I have loaded a ViTModel and tried giving different different size of inputs to see how outputs are. There are 49 patches + 1 cls = 50 patches with 112,112 input. But when I make one dim to 110, I lost 7 patches.

embs1145×146 6.86 KB

I have no idea how pos encoding interpolation done and if it is right to use interpolate_pos_encoding=True parameter like this.
My question is does it make sense to train it with different shape non-square batches? What do you suggest?

Thanks.

ViT “patchifies” images using a convolutional 2D layer with the kernel size and stride equal to model.config.patch_size.

By default, ViT uses a patch size of 16, hence (112 / 16) ** 2 + 1 = 50 patches. This can be verified as follows:

from torch import nn
import torch

pixel_values = torch.randn(1, 3, 112, 112)

embedding = nn.Conv2d(in_channels=3, out_channels=768, kernel_size=16, stride=16)
print(embedding(pixel_values).shape)

This gives torch.Size([1, 768, 7, 7]), so you get a grid of 7 x 7 patches (each of dimension 768), and afterwards the special CLS token is appended so you end up with 50 patch tokens.

However if you use an image size of 110 x 112, you’ll get a different amount of patches:

pixel_values = torch.randn(1, 3, 110, 112)

embedding = nn.Conv2d(in_channels=3, out_channels=768, kernel_size=16, stride=16)
embedding(pixel_values).shape

You’ll get torch.Size([1, 768, 6, 7]), so 6 x 7 + 1 = 43 patches.

So ViT can be trained on variable sized images, by padding the variable-length patch sequences with a special “padding” token to make sure they are all of the same length (similar to how this is done in NLP). This would require some custom code in modeling_vit.py but is doable.
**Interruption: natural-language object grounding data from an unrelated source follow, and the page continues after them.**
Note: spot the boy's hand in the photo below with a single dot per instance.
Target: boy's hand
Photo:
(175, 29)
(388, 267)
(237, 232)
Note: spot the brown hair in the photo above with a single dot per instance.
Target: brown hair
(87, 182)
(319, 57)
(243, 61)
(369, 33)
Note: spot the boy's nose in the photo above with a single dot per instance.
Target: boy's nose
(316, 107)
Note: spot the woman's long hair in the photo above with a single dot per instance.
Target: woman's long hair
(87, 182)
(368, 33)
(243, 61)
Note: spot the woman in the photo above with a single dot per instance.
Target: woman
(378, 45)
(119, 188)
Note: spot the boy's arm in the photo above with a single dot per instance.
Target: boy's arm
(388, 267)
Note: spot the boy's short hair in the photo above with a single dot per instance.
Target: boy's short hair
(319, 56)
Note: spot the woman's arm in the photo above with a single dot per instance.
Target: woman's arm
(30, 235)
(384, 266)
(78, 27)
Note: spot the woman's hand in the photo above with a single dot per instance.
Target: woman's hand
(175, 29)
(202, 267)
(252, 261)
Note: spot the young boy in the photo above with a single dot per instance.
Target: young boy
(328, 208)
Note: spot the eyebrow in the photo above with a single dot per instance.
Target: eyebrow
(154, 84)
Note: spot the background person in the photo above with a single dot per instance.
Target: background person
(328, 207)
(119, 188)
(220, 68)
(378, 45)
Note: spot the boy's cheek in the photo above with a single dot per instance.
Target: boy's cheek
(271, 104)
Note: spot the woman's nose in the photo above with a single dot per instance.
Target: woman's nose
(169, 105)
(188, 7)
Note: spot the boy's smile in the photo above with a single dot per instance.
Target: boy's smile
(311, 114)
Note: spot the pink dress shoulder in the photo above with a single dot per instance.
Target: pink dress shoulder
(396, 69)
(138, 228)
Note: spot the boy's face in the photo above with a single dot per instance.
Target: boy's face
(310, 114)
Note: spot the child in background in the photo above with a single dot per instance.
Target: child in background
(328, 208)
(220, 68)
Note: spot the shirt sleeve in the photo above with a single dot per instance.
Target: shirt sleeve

The interpolate_pos_encoding flag is there to make sure that each of the patches get an appropriate position embedding.

Thanks Niels for the great explanation.

I wonder which is the best way to perform variable sized images training, although both ways are similar.
First choice is like you described:

What I couldn’t figure out is how to stack different size of images (tensors) as batch, just before feed into ViT.

And the second is by padding shorter edges to make smaller images have same shape as the largest image in that batch. I think it could be done in dataloader’s collate_fn. This way using padding or masking is not needed. But still have some zero pads in images.

What do you think?

The best way as of now is probably how Pix2Struct (and newer models such as Idefics2) handle it.

Screenshot 2024-05-01 at 17.07.181336×472 234 KB

They maintain the aspect ratio of images (unlike a standard ViT as shown on the right, which destroys the aspect ratio by squaring each image with the same resolution). This means that each image may have a different amount of patches, and they pad them all up to the same length (e.g. 2048).

This is implemented here: transformers/src/transformers/models/pix2struct/image_processing_pix2struct.py at bbaa8ceff696c479aecdb4575b2deb1349efd3aa · huggingface/transformers · GitHub. Do note that this only works for models which are trained in this way (like Pix2Struct).

However, for ViT, the only option is to pass interpolate_pos_encoding=True. One could train with variable-sized images, but one needs to create batches of images for training which means that one would need to pad them with zeros up to the largest one in a batch (DETR and related models also do this as seen here).